Twitchell took the stage to speak about putting together Horses Where The Answers Should Have Been, her collection published in 2010.

"I faced what I had done in the past," Twitchell said. "What poems would live and what would die. Today I'll read all new poems.” Many of her poems focused on nightmare childhood experiences, especially girls left on their own in scary physical as well as psychological spaces.

One poem takes place in an old amusement park, once glamorous but now boarded up except a few rundown hotels where after hours, decades after the glamour faded, "Marked kids got shared."

One of her last poems proclaims, "Poetry is absurd, like building a birdcage with birds."

There was also a startling omission to the wel-tailored and manicured academic crowd: "I like watching trashy TV . . . my favorite show is CSI."

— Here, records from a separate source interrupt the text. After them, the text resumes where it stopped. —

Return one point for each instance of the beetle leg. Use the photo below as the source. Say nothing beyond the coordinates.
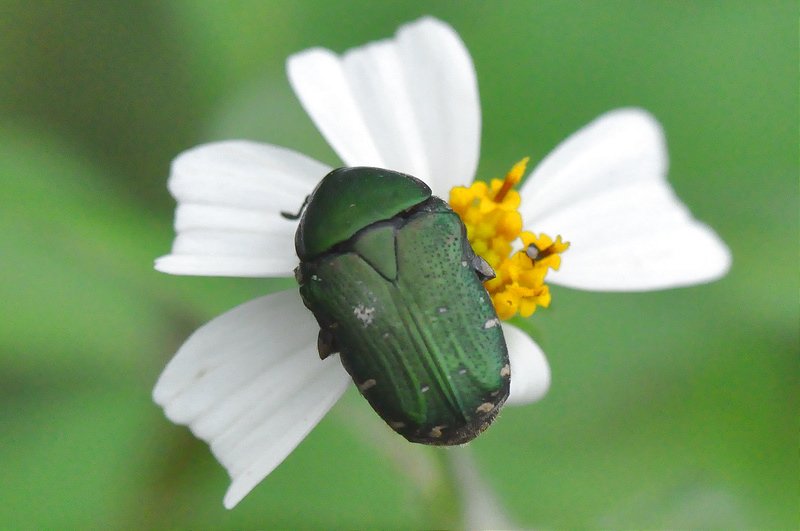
(482, 268)
(295, 217)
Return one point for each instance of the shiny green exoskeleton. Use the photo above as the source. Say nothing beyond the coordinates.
(392, 280)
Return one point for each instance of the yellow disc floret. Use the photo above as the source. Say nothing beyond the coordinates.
(493, 226)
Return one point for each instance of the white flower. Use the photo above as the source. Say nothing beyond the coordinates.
(250, 382)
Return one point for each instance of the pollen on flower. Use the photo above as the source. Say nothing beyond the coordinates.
(490, 214)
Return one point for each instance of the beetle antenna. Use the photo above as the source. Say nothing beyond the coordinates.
(295, 217)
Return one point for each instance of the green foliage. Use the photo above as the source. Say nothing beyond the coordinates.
(674, 409)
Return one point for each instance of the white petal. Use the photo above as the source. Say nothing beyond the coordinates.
(251, 384)
(230, 196)
(408, 104)
(530, 373)
(604, 189)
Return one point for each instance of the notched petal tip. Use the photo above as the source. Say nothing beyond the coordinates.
(530, 372)
(250, 383)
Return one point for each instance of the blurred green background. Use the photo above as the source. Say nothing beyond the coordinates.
(671, 409)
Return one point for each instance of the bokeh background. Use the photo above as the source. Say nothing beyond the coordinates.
(670, 409)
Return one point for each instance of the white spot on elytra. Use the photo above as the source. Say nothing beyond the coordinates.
(369, 384)
(491, 323)
(364, 314)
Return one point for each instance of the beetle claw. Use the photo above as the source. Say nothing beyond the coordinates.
(326, 343)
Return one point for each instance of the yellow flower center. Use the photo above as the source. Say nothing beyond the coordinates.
(490, 213)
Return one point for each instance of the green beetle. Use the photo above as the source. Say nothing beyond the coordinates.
(388, 272)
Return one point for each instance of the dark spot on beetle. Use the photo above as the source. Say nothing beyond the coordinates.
(436, 431)
(484, 408)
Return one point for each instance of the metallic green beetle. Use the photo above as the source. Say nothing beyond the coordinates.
(392, 280)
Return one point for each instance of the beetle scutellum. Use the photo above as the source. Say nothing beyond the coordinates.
(392, 280)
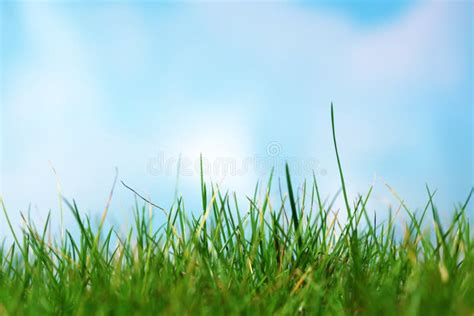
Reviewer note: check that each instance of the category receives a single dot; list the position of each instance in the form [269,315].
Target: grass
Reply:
[290,257]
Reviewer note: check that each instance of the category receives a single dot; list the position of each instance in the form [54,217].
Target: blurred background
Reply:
[87,87]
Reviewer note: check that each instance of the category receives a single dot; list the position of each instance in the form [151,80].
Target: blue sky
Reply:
[89,86]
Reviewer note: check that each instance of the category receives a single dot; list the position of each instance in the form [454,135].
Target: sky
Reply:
[87,87]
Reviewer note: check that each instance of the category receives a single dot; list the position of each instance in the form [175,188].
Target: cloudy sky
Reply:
[87,87]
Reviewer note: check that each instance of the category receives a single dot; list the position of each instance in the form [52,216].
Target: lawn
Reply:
[293,256]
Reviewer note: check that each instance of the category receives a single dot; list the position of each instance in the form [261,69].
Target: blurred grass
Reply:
[245,259]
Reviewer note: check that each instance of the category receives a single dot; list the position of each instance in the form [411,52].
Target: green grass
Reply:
[293,256]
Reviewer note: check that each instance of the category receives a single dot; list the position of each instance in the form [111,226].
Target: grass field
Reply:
[261,257]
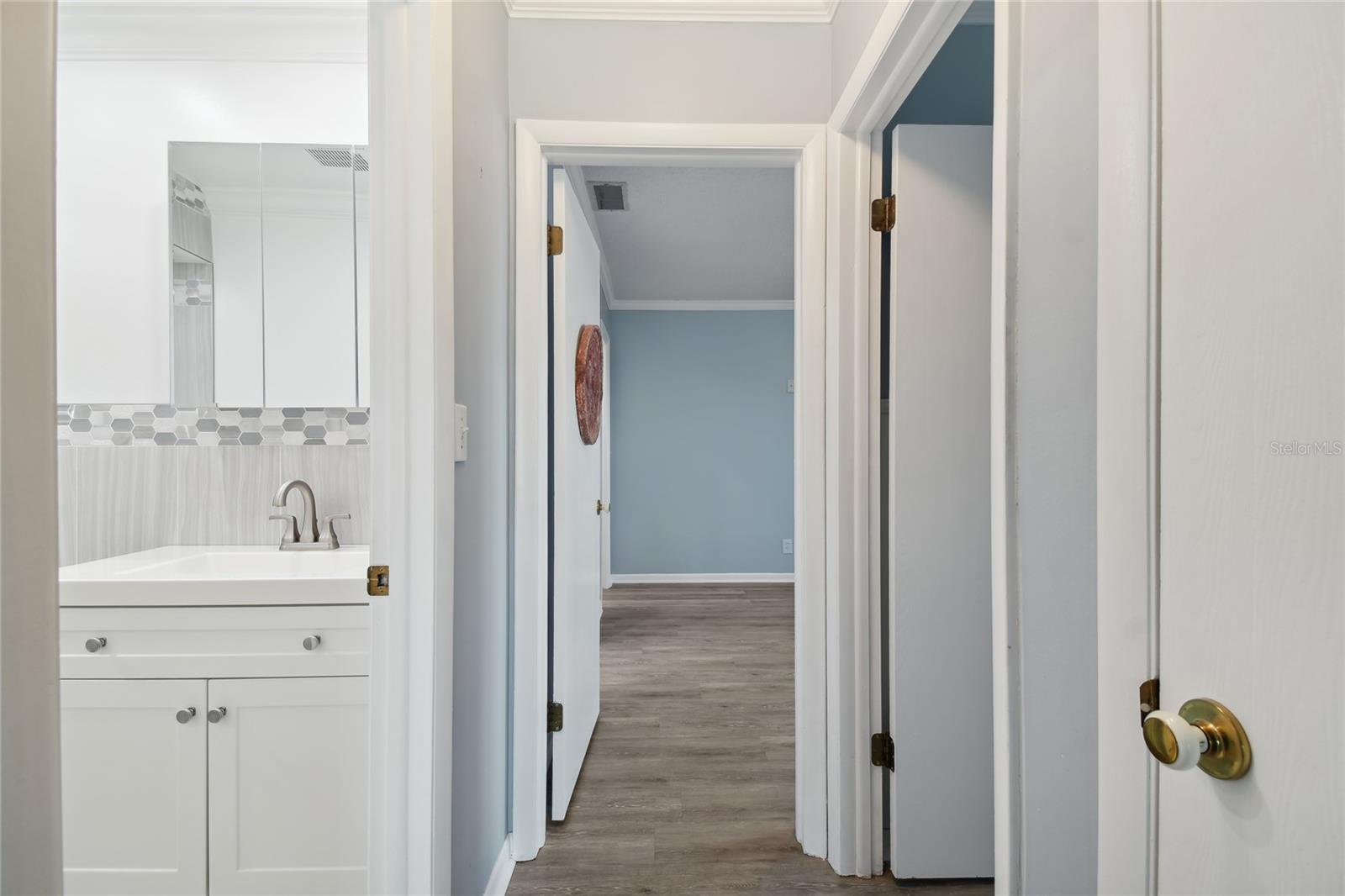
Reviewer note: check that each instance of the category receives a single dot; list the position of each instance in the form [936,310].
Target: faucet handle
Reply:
[330,530]
[291,533]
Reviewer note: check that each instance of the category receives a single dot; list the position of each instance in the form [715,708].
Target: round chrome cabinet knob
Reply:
[1203,734]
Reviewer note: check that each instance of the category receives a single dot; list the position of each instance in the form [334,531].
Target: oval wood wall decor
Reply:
[588,382]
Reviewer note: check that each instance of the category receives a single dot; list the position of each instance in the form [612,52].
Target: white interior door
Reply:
[1253,414]
[289,786]
[576,488]
[134,786]
[942,786]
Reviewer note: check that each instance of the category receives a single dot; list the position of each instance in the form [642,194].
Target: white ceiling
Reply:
[213,30]
[815,11]
[699,237]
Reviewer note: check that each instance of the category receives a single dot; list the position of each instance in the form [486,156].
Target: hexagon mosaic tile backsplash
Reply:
[170,425]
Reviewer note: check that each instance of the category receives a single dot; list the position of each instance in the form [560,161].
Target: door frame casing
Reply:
[30,746]
[412,461]
[540,145]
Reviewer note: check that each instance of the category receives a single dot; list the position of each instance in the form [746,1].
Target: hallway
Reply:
[689,782]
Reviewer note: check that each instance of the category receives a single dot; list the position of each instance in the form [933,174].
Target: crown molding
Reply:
[701,304]
[760,11]
[331,31]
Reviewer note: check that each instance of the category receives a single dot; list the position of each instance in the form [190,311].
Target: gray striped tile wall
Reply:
[125,425]
[118,501]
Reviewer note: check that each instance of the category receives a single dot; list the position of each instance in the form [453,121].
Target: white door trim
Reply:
[412,467]
[540,145]
[1127,441]
[30,746]
[701,579]
[905,40]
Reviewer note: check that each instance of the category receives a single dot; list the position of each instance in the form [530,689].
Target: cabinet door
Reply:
[134,786]
[288,786]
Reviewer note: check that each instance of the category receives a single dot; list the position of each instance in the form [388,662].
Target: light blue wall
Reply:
[703,441]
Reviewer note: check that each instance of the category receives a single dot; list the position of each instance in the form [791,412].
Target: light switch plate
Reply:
[461,425]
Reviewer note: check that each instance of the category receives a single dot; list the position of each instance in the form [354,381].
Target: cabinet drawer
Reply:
[214,642]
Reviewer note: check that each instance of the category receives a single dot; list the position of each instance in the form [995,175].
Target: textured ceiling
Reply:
[699,235]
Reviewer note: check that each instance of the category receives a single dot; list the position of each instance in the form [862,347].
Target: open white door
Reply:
[576,492]
[942,784]
[1253,414]
[605,444]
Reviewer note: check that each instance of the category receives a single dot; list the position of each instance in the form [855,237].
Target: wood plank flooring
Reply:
[689,781]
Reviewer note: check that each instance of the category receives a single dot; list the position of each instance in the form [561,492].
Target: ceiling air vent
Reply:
[609,197]
[331,158]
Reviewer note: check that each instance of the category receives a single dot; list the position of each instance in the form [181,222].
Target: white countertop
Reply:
[215,575]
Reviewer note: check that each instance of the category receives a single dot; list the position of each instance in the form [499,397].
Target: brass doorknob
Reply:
[1204,734]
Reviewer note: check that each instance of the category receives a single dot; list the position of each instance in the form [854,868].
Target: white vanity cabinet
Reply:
[134,786]
[215,750]
[288,770]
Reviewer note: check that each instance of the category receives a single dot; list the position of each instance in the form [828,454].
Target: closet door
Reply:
[288,786]
[134,786]
[939,514]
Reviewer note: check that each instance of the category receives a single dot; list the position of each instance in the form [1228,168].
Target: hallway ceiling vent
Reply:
[331,158]
[609,197]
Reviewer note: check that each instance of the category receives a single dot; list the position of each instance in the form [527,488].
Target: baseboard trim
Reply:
[701,579]
[502,872]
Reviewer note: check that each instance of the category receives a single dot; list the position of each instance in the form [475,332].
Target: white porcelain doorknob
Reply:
[1203,732]
[1174,741]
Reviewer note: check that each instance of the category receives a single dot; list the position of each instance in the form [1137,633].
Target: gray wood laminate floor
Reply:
[689,782]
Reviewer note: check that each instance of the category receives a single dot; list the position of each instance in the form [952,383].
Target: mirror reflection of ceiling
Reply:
[699,235]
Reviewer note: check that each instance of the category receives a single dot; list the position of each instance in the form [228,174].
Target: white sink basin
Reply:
[219,575]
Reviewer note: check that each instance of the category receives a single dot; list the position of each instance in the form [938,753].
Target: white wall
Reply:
[669,71]
[1053,405]
[113,125]
[482,485]
[852,27]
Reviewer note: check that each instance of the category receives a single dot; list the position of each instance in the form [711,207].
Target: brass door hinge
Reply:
[1147,698]
[377,582]
[883,752]
[883,214]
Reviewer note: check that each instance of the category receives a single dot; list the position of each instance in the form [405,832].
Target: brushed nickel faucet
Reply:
[303,535]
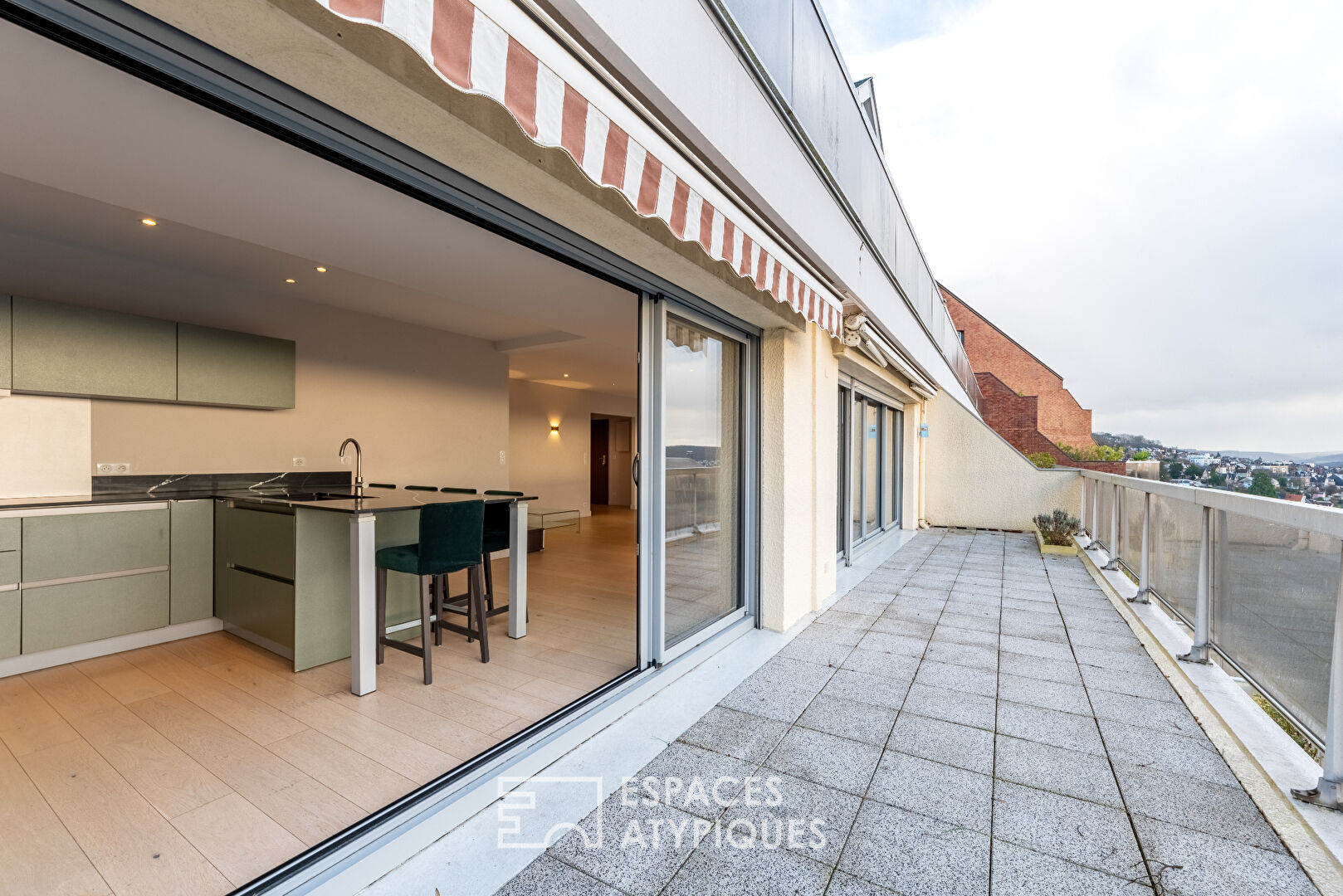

Emcee C. K. Williams introduced the novelist Russell Banks as a novelist “concerned about history, as well as the ordinary and the unordinary.” Banks, who is preoccupied primarily with failed father/son relationships, is also a novelist of the working man, how history affects them and how they can redeem themselves or not.

Banks read from his short story collection The Angel on The Roof . His selection from The Child Screams and Looks Back At You horrified most, and particularly the parents in the audience. "When your child shows the first signs of illness -- fever, lassitude, aching joints and muscles -- you fear that he is dying," the story begins. "You may not admit it to anyone, but the sight of your child lying flushed and feverish in bed becomes for an instant the sight of your child in his coffin." A single mother calls the neighborhood doctor when her son comes down with a high fever, only to have the doctor make a pass at her, leading to a fateful, fatal decision.

Talking to the audience before reading, Banks admitted, "It's a little intimidating to be here with so many of my fellow authors in the audience." He said the sources of the stories came from anecdotes and stories overheard in bars, and his interest in the history of short stories -- images out of allegory, fable and the personal essay. This story about the death of the child and its effect on the mother is a result of this research.

As novelist Jean Hanff Korelitz left the reading with hundreds of other stunned listeners, she had one word to say to a woman sitting next to her: "Brutal."